The AEA today disputed those claims.

“Despite these recent claims, the levels of ramping and cases such as this tragic death demonstrate that this is not the case, and that patients in the community are being put at risk due to delayed transfers of care and ambulances not being released from hospital ramps,” it said.

The union, which played a prominent part in Labor’s ramping election campaign against the former Marshall Liberal government, said ambulance response times had improved steadily since March 2022 but had “recently started to decline again and will not improve further until we see a significant reduction in ramping”.

AEA industrial officer Josh Karpowicz said the Hectorville man’s death was a “stark reminder that when ambulances are ramped at hospitals, patients waiting for help in the community are left without care for unacceptably and dangerously long periods of time”.

“Ramping takes ambulances off-road and puts patients at risk of deterioration in an environment where there is no one available to help them,” he said.

SA Health CEO Lawrence said the AEA’s allegations were “completely the opposite” of SASMOA’s.

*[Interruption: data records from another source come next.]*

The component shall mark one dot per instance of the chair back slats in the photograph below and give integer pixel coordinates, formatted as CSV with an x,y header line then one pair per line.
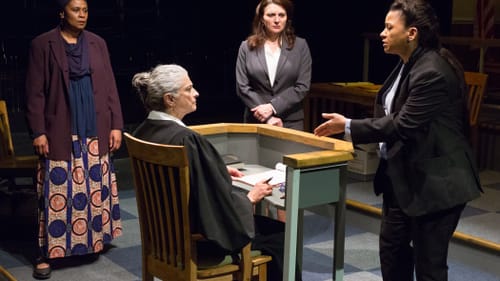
x,y
476,83
162,190
161,184
6,144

“As a result of this, the reviewers… have been asked to expand their review to consider both of these sets of allegations in response to government,” Lawrence said.

Shortly before today’s press conference, SA Health released “transfer of care data” – or ramping figures – for December.

It said the 3,595 hours recorded – equivalent to 149 days – was down 16 per cent on November, despite hospital presentations rising by 2.2 per cent.

Ambulance ramping stats

Ramping decline in December after reaching a record high in November. Image: SA Health

It also said that Priority One ambulance times for December were the best for three years.

Opposition health spokesperson Ashton Hurn said: “The Labor Government has a fundamental responsibility to ensure that the sickest patients needing urgent care are given the highest priority.”

She said the ambulance union’s revelations of the Hectorville man’s death showed “it is now clear that both doctors and paramedics lack confidence in the health system under Labor delivering that priority”.

“The lives of South Australians are more important than resorting to any sort of questionable tactics to desperately lower ramping numbers,” she said in a statement.

“We support expert clinicians making decisions about how patients are clinically prioritised in our hospitals – with the patient, not political promises, at the centre.”

Health Minister Chris Picton is currently on paternity leave and unavailable for comment.